Appendix 1: Fundamentals of the choquet integral (CI)

The initial form of the CI operator

To deal with the involved performance interactions, the CI operators provide powerful aggregation operators. To be more precise, the CI operators can be seen as an extension of the WAM operators, and are able to consider not only weights for mono-criterion performances but in addition weights for any subset of performances (Grabisch 1996; Labreuche and Grabisch 2003). However, such a model requires (\(2^{n}-2)\) parameters in order to take into account the weight of each possible subset of performances (from 1 to n corresponding mono-criterion performances). This represents a huge identification task in practice. Hence, more tractable models have been introduced with a sufficient information level, e.g., the 2-additive CI that only considers weights for pairs of performances (called in that case interactions between 2 (Grabisch 1997). These operators are a kind of compromise between complexity and richness of the model, since only \(\left( {\frac{n(n+1)}{2}} \right) \) parameters are required. We propose hereafter notation in accordance with the PMS ones, where \(p_i^A \) is a given mono-criterion performance (defined on [0,1]) at the state A and \(p_j^A \) is another one mono-criterion performance at the same state A.

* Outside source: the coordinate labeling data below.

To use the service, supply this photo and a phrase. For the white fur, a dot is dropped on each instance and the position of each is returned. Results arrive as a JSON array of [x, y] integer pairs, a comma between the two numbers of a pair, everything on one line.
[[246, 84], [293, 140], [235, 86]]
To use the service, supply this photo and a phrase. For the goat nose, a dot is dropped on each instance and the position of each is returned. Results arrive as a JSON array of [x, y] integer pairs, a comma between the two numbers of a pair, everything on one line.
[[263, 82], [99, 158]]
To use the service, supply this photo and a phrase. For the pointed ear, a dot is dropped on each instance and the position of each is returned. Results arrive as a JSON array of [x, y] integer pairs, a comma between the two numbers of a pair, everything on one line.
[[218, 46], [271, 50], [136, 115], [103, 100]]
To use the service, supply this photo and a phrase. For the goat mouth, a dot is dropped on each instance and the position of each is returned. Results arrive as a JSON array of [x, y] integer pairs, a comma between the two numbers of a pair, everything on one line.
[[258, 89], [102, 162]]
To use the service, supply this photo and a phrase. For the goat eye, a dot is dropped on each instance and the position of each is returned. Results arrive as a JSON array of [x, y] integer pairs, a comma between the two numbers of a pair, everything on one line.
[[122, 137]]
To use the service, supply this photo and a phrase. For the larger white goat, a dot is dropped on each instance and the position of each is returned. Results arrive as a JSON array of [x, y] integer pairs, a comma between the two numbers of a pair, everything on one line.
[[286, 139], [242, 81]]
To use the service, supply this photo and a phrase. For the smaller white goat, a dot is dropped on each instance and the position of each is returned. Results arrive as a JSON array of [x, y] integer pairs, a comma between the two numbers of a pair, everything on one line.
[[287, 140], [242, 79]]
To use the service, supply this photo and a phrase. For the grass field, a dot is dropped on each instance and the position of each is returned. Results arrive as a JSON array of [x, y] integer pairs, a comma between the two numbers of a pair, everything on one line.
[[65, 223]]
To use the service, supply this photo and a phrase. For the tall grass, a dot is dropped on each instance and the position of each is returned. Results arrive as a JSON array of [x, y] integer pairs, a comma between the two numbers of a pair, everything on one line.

2 kinds of coefficients are involved in a 2-additive CI-based aggregation model:

  • the weight of each mono-criterion performance in relation to the overall performance by the so-called Shapley coefficients \(\phi _{\mathrm{i}}^{\prime }s\), that satisfy the condition\(\sum _{{\mathrm{i}}={1}}^{\mathrm{n}} {\phi _{\mathrm{i}}} =1\) (which is a quasi-natural condition);

  • the interaction coefficient of any pair of mono-criterion performances \(p_i^A \) and \(p_j^A \), denoted \(I_{\mathrm{ij}} \). \(I_{\mathrm{ij}} \) ranges within the interval \(\left[ {-1;1} \right] \). The “−1“ value expresses a complete redundancy between 2 mono-criterion performances, whereas the “−1“ value means complete complementarity of these mono-criterion performances.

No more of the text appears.